Conseptual Consciousness
July 10, 2017 Selling Out vs. Cashing In
I have been contemplating this my whole life. Recently, exploring Society6’s offering of having my work placed on various products. The sting of the message that has been pounded into my brain since my first dip into media is ‘Don’t be a sell out’. What this has painfully taken me too long to understand… what it has come to mean, to me, is insecure people want to cripple the competition by making it impossible to feel good about making money from your work.
The thought that my work is too good to be someone’s pillow? Why? Why is it so wrong for your work to be a part of someone’s daily experience, if it makes them happy to take a shower in the morning with art where they can touch it, why is that degrading? Wouldn’t it be wonderful to see more art everywhere? Where every boring surface is made interesting and compelling. It can be very simple, it can be very subtle, or it can be a cacophony. Depending on the quality and quantity of stimulation each brain craves.
The fact is the arts make your brain smarter, more dynamic, more creative. Money is just fuel. Art is another kind of fuel. They can fuel each other.

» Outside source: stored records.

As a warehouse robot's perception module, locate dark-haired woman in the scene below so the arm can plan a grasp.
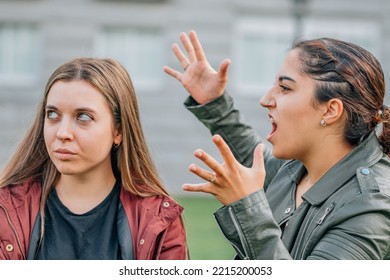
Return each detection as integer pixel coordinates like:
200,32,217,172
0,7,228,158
164,32,390,259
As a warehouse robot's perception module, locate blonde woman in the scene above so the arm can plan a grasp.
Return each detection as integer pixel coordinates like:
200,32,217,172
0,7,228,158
0,58,187,259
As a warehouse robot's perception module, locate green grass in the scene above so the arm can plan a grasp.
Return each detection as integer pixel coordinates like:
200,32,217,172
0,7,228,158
175,196,235,260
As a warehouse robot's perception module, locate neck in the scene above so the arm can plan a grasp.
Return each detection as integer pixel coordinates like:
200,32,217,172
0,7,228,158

Try buying another artists work. Even if you don’t think you can afford it. Its amazing what happens, you make a different kind of connection. You are reminded daily that there are people like you trying to generate creative energy in the world. Their work will remind you to keep trying with your own work.

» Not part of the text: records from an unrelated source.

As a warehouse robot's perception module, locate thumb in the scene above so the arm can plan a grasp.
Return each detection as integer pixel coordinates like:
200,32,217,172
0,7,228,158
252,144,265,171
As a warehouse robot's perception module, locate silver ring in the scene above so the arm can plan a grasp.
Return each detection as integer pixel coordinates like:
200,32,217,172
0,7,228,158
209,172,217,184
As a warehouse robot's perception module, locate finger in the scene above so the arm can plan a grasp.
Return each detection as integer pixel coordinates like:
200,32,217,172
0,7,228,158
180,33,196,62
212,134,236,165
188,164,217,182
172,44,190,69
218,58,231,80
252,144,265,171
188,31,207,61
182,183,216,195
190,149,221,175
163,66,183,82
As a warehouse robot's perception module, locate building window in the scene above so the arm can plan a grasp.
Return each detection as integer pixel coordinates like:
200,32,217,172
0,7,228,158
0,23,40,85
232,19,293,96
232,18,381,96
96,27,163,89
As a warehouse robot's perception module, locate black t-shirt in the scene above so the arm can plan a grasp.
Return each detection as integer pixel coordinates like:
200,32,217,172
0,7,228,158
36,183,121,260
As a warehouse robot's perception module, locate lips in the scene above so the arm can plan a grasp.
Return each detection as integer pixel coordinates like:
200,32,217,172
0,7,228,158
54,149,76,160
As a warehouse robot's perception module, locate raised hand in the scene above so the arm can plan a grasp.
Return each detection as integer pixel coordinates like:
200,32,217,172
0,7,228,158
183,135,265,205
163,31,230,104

The work by other artists on your walls become touchstones, each a pathway to all of the memories you have associated with the artist, the subject, and the people you have had conversations with about the piece.
The work has conversations with the work around it. The work has conversations with your work. The more conversations you have with art the more a part of your world it will become.
Write your own responses to this for yourself, find another artist to talk with if any of these ideas lead you deeper into your work. Ask one artist a question and tell another artist the answer that arises. Trade energy for energy.